Она оторвалась от записок, взглянула на часы.

«Уже четвертый, надо бы лечь», – подумала она. Но в записях пока что не было даже намека на разгадку, почему это произошло с генералом.

«Надо читать дальше – может, что-то появится», – решила она.

Через несколько страниц она наткнулась на жесткую фразу: «Ньюке нужны только деньги. Он уже знает, что деньги дают власть. Интересно, кто это ему внушил? Всё окружение и внушило».

Она прочла эти строчки несколько раз и продолжила чтение:

«С неделю назад я прочел ему, как помнил наизусть, отрывок из рапорта одного ефрейтора их армии. Прочел страшные по сути слова. Хотел узнать реакцию внука. Привожу эту запись для понимания, с кем мы имели дело в той войне:

“… Потом я пошел с несколькими товарищами из оперативного отдела на место, расположенное примерно в 2-х километрах. Там я увидел толпу в количестве приблизительно 600 женщин и детей под охраной… Число 600 является не только моим подсчетом, но так высоко определялось число и другими солдатами оперативного отдела.

Из этой толпы непрестанно выводили по 5 женщин к находившемуся на расстоянии 200 метров противотанковому рву.

При этом женщинам завязывали глаза, и они должны были держаться за палку, с которой их подводили ко рву. Когда они подошли, они должны были раздеваться донага, за исключением нескольких старух, которые должны были обнажить только верхнюю часть тела.

Потом… сталкивали их в ров и сверху расстреливали их. Когда женщины услышали приказ раздеться, они очень кричали, потому что поняли, что они будут расстреляны… я оставался на месте экзекуции не более получаса, и за это время было расстреляно 30–50 женщин.

После расстрела одной группы женщин следующая группа сталкивалась на том же самом месте в ров, прямо на тех, которые только что были расстреляны.

Расстрела детей я лично не видел, но большое количество детей находилось в толпе.

Я категорически подтверждаю, что мои показания соответствуют истине…”

И что же я услышал в ответ?

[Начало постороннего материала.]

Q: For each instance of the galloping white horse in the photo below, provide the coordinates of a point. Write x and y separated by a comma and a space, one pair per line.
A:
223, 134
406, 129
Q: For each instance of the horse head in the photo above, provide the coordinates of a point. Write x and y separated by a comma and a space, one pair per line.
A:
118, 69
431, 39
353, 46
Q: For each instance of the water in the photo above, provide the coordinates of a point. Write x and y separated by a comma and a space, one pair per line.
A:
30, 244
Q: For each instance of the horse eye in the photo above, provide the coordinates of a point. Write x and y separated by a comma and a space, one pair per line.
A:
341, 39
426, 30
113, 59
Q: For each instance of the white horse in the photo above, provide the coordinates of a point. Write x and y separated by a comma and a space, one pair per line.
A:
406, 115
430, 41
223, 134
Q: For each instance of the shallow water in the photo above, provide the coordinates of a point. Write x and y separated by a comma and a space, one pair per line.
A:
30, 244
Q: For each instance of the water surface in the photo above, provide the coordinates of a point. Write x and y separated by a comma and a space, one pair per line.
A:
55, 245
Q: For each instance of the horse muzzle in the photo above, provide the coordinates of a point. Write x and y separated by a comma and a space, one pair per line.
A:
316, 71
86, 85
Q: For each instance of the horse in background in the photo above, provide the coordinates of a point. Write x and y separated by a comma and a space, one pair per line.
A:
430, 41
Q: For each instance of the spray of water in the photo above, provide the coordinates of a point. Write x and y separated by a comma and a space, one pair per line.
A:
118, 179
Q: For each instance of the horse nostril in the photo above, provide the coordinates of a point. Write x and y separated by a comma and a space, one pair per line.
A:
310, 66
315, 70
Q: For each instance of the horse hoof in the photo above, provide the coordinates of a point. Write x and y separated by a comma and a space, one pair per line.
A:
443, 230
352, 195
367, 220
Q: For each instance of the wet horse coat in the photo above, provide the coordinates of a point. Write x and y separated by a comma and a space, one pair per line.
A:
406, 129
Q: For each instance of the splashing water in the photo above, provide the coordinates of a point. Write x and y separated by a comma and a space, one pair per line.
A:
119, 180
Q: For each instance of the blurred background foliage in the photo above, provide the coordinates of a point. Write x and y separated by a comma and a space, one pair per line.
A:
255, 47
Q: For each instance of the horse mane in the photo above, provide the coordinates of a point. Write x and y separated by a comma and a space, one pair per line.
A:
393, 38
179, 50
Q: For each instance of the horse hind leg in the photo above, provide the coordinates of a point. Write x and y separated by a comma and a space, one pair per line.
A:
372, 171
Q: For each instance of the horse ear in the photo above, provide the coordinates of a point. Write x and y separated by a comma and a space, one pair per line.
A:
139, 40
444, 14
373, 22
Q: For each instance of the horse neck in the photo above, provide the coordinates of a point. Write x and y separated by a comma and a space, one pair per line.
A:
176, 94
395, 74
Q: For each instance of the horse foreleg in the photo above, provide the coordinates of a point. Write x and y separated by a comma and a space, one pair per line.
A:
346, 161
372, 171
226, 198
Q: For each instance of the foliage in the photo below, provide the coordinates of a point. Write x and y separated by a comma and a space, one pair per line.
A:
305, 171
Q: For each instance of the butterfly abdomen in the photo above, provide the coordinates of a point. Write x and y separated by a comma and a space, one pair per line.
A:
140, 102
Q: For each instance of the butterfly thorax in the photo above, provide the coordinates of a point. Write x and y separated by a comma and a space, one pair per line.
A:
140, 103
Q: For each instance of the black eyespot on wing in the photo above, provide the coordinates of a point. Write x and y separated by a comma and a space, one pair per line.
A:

Стыдно и горько писать об этом. Он произнес только эти слова: “Это было давно – сейчас всё другое”.

Это ж насколько мы зачерствели, что боль и страдания человеческие уже не чувствуем? Привыкли, что ли, к жестокости? Все идеи братства, дружбы всеобщей куда-то исчезли, растворились в быстро сменяющейся современности.

Почему я, уже совсем старый человек, не могу забыть того взгляда мальчишки, который после моего выстрела неожиданно обернулся, и его удивленные и испуганные глаза, как мне тогда показалось, что-то хотели спросить, но не успели. Он упал скрючившись на землю и так застыл навсегда. Меня в том бою ранило, да и весь наш взвод практически загубили. Потом, после месяца госпитального лечения, отправили меня на север и дали роту. В атаки мы долгое время не ходили, оборонялись, и, наверное, я потому и выжил. Много всего было потом, но первого своего убитого я запомнил на всю жизнь. Убийца я – вот и вся правда. Первый бой и первый мой убитый из своих. Говорили мне: предатель он, руки поднял, сдаваться к врагу пошел, но мне от этого не легче – свой же человек, не чужой».